My heart quickens when I leaf through the album. The woman in these photos is glamorous, sophisticated, utterably desirable. She gazes at the camera from beneath half-lowered eyelids. Her scarlet-painted lips are parted. Her expressions are languid, sensual, mysterious. She does not smile. She is dressed as though for a nightclub: patent-leather high heels, a red satin jumpsuit that highlights her curves, a black silk blouse dusted with sequins, a stretchy jersey showing off her cleavage.

In the images further on, she is nude. She reclines on burgundy velvet, the curve from hip to shoulder simple and perfect. She kneels on a window seat, illumined by winter sun, hands clasped behind her head, face turned away from the camera. The arch of her back, the swell of her elevated breasts, the graceful line of her neck flowing downward from her upswept hair: I cannot look for long at this particular image without tears gathering.

The photos remind me of who I was: young, experimental, hungry and open. At the same time, I have to smile, recalling that in those days I never wore make-up, and was more likely to be shod in sandals than stiletto heels. The woman in the album is an artistic creation, a work of imagination and passion. These photos grew out of an intimate collaboration between my younger self and a man with remarkable vision.

His name was Ron. We were introduced by my lover, Pavel, who always enjoyed tempting me and egging me on to outrageous adventures. Pavel told me that Ron enjoyed photographing women in sexy clothes. Apparently, Ron had suffered a heart attack a few years earlier, and had to live a quiet life. Pavel implied that Ron's hobby was a surrogate for sexual activity made impossible by his health.

I was intrigued, as Pavel knew I would be. Motivated equally by perverse curiosity and sympathy, I agreed to a photo session with his friend. At ten A.M on a February Saturday, I showed up at Ron's apartment, nervous and excited.

I guess I was expecting someone frail and infirm. Ron was a small, trim man with graying hair and a mustache, who seemed perfectly healthy to me. His quiet manner and obvious intelligence won me over immediately.

"Let's start with make-up," he said with a quirky smile. From his bedroom, he retrieved a cosmetic kit worthy of a movie star. It didn't strike me as odd, at the time. Already I was caught in a kind of sensual trance, accepting whatever happened.

He tied a sheet over my blouse and jeans and set to work. His fingers were deft and gentle. It felt perfectly natural to have him touching me. For half an hour he labored over me with lipstick and eyeliner, blush and mascara, implements and products that I couldn't even name. He hummed to himself as he worked. I tried to remain still, a canvas for his art. It started then, my delicious transformation into a passive object of desire. I did not understand at the time why I found his attentions so arousing. My nipples were taut under my clothes, and my sex ached. Yet I felt no urgency.

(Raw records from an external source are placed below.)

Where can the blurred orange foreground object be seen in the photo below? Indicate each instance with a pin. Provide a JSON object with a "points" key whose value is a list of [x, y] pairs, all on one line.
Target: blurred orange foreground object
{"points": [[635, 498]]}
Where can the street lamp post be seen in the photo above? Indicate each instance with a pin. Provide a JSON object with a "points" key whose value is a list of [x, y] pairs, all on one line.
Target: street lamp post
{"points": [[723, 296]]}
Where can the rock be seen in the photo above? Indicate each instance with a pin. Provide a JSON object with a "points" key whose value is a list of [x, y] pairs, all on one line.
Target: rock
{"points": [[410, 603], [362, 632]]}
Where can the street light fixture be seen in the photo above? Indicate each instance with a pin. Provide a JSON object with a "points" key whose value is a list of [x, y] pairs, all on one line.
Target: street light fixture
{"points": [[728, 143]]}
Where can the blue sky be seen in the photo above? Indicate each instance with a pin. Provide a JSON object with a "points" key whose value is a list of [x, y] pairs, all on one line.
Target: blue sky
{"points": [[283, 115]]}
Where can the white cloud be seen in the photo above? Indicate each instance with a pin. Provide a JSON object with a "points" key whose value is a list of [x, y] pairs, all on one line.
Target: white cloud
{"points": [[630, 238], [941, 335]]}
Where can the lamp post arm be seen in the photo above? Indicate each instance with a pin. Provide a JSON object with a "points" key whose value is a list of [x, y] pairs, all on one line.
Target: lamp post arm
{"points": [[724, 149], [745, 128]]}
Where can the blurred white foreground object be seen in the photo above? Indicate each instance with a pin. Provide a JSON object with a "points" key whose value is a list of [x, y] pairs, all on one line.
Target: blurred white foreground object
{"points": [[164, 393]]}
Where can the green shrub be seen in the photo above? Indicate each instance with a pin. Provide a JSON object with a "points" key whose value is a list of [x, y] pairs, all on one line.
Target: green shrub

I surrendered myself to him, gave him my face and my body to fashion into his image of beauty. I basked in the light of his focused attention. I wanted only to be worthy of his efforts.

Now I know that this need for surrender is something fundamental to my nature. I require mastery, crave discipline, find my deepest satisfaction in submission. Then, I was innocent. And Ron was no master, not in the sense that I now understand. Nevertheless, I reacted instinctively, eager to bend myself to his will.

At last he put down his pencils and brushes and brought me a mirror. "What do you think?," he asked, clearly pleased himself.

A shock ran through me as I gazed at the face reflected back at me. My face, my features, and yet strangely altered and enhanced. My brows arched elegantly over dark-fringed eyes that seemed emerald rather than their usual dull hazel. My lips were fuller, my cheekbones higher, my whole countenance had a sculpted quality that made me think of dusky marble.

I was speechless. Ron just grinned. "Costumes, now," he said. I had brought a few things of my own, but he had an entire closet of slinky, suggestive garments. "They belonged to my old girlfriend," he told me then, and I believed him. I wonder, now, whether this was the whole story. But what does it matter?

He had jewelry, too, heavy gold-colored chains, long strands of faux pearls, hoop earrings and bangles. I felt paralyzed, incapable of choice. "Try on the red jumpsuit," he suggested, "while I get the camera and lights set up."

The jumpsuit fit perfectly, just tight enough. All of the costumes fit. I was not surprised at this; I accepted it all, moving serenely through the day in total trust.

Back in living room, Ron posed me. Hand on my hip, my face in profile. Curled in an armchair with my ankles crossed. Back to camera, spine arched, looking over my shoulder. Sometimes he would give verbal directions. Often he would come over, adjust my limbs, raise my chin a bit to catch the light. The shutter clicked and the film whirred, again and again.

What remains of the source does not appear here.